Bernie had caught me at the right time and I had to admit I was convinced. Back in his office he sketched out the agreement. We would go in on a fifty-fifty basis, funding the guys who would do the actual digging, who knew where the Bonefields were and who would tell us as soon as we showed serious interest. We would finance all the work, pay them an upfront earnest and then load by load in agreed increments. Bernie and I would split the net profit fifty-fifty. There were all kinds of clauses and provisions covering the various problems we foresaw and then we had a deal.
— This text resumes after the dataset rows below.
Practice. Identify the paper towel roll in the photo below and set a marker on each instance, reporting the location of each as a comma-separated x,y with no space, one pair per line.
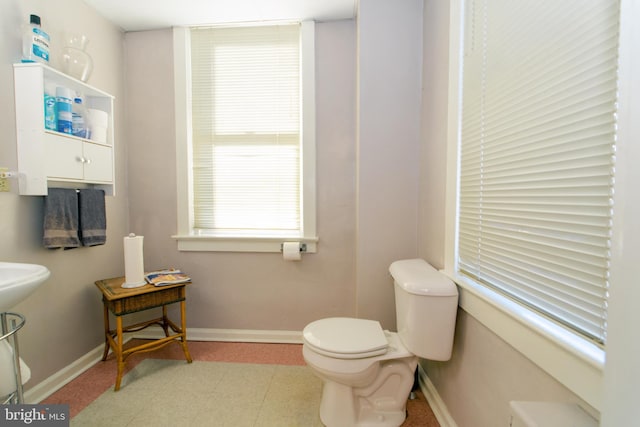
291,251
133,262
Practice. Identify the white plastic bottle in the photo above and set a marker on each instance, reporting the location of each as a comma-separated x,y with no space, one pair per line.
64,108
50,120
79,118
35,42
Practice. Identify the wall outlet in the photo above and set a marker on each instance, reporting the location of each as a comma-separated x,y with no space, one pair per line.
5,186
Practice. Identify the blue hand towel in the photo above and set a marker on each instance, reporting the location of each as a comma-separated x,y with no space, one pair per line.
61,219
93,218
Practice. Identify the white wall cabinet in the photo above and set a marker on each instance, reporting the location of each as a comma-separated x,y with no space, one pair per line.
49,158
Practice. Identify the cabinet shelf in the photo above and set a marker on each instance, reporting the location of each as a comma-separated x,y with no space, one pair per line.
49,158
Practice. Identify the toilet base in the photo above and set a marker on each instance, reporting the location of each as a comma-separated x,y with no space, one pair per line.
381,404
The archaeologists came round to my little place in Dolphin Square. They were a scruffy bunch of students from the University of Norbury who had discovered the Bone deposits on a run-of-the-mill field trip in a demolished Southwark housing estate and knew only that there might be a market for them. Recent cuts to their grants had made them desperate. Some lefty had come up with a law out of the Magna Carta or somewhere saying public land couldn’t be sold to private developers and so the
re was a court case disputing the council’s right to sell the estate to Livingstone International, which also put a stop to the planned rebuilding. So we had indefinite time to work.
The stoodies were grateful for our expertise, as well as our cash. I was happy enough with the situation. It was one I felt we could easily control. Middle-class burbnerds get greedy the same as anyone else, but they respond well to reason. I told them for a start-off that all the Bone had to come in to us. If any of it leaked onto the market by other means, we’d risk losing our prices and that would mean the scheme was over. “Terminated,” I said significantly. Since we had reputations as well as investments to protect there would also be recriminations. That was all I had to say. Since those V-serials kids think we’re Krays and Mad Frankie Frasers just because we like to look smart and talk properly.
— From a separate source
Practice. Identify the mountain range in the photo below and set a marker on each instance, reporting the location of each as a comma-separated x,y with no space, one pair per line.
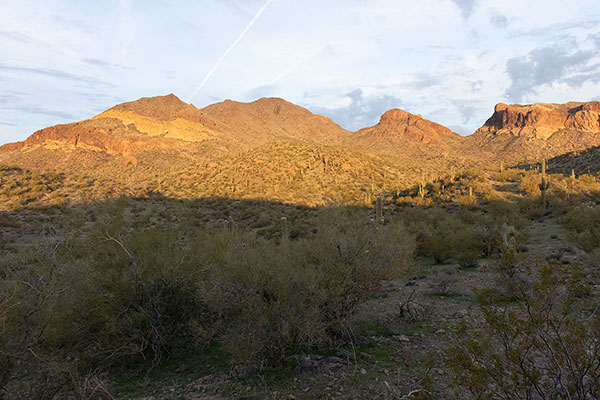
273,148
We were fairly sure we weren’t doing anything obviously criminal. The stuff wasn’t treasure trove. It had to be cleared before proper foundations could be poured. Quite evidently L.I. didn’t think it was worth paying security staff to shuft the site. We didn’t know if digging shafts and tunnels was even trespass, but we knew we had a few weeks before someone started asking about us and by then we hoped to have the whole bloody mastodon out of the deep clay and nicely earning for us. The selling would take the real skill and that was my job. It was going to have to be played sharper than South African diamonds.
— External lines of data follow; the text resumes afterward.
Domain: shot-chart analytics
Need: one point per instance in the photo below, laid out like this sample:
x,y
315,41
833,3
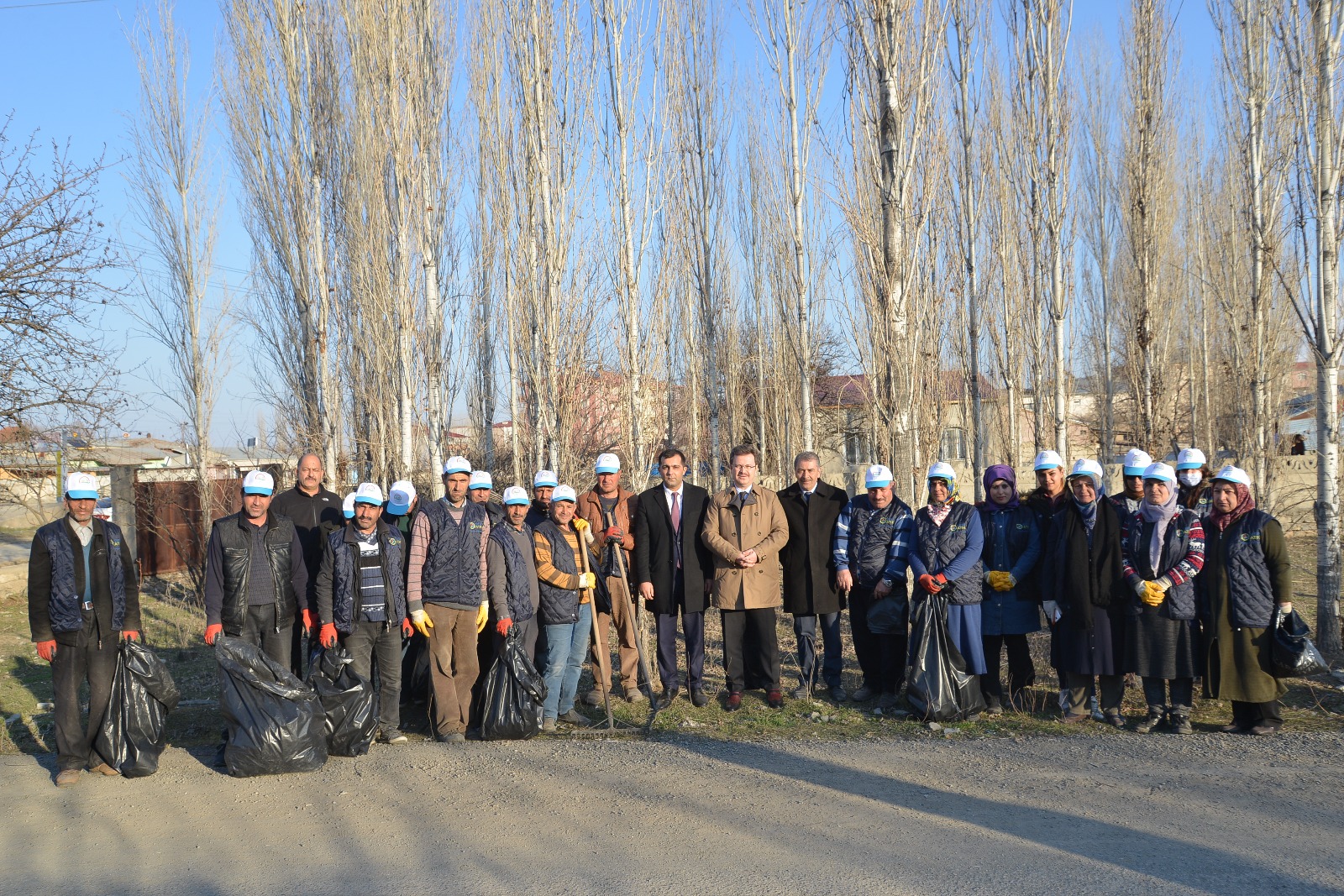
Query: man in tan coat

After that neither Bernie nor I had anything to do with the dig. We rented a guarded lock-up in Clapham and paid the kids every time they brought in a substantial load of Bone. It was incredible stuff. Bernie thought that chemical action, some of it relatively recent, had caused the phenomenon. “Like chalk, you know. You hardly find it anywhere. Just a few places in England, France, China and Texas.” The kids reported that there was more than one kind of animal down there, but that all the Bone had the same rich appearance. They had constructed a new tunnel, with a hidden entrance, so that even if the building site was blocked to them, they could still get at the Bone. It seemed to be a huge field, but most of the Bone was at roughly the same depth. Much of it had fused and had to be chipped out. They had found no end to it so far and they had tunnelled through more than half an acre of the dense, dark clay.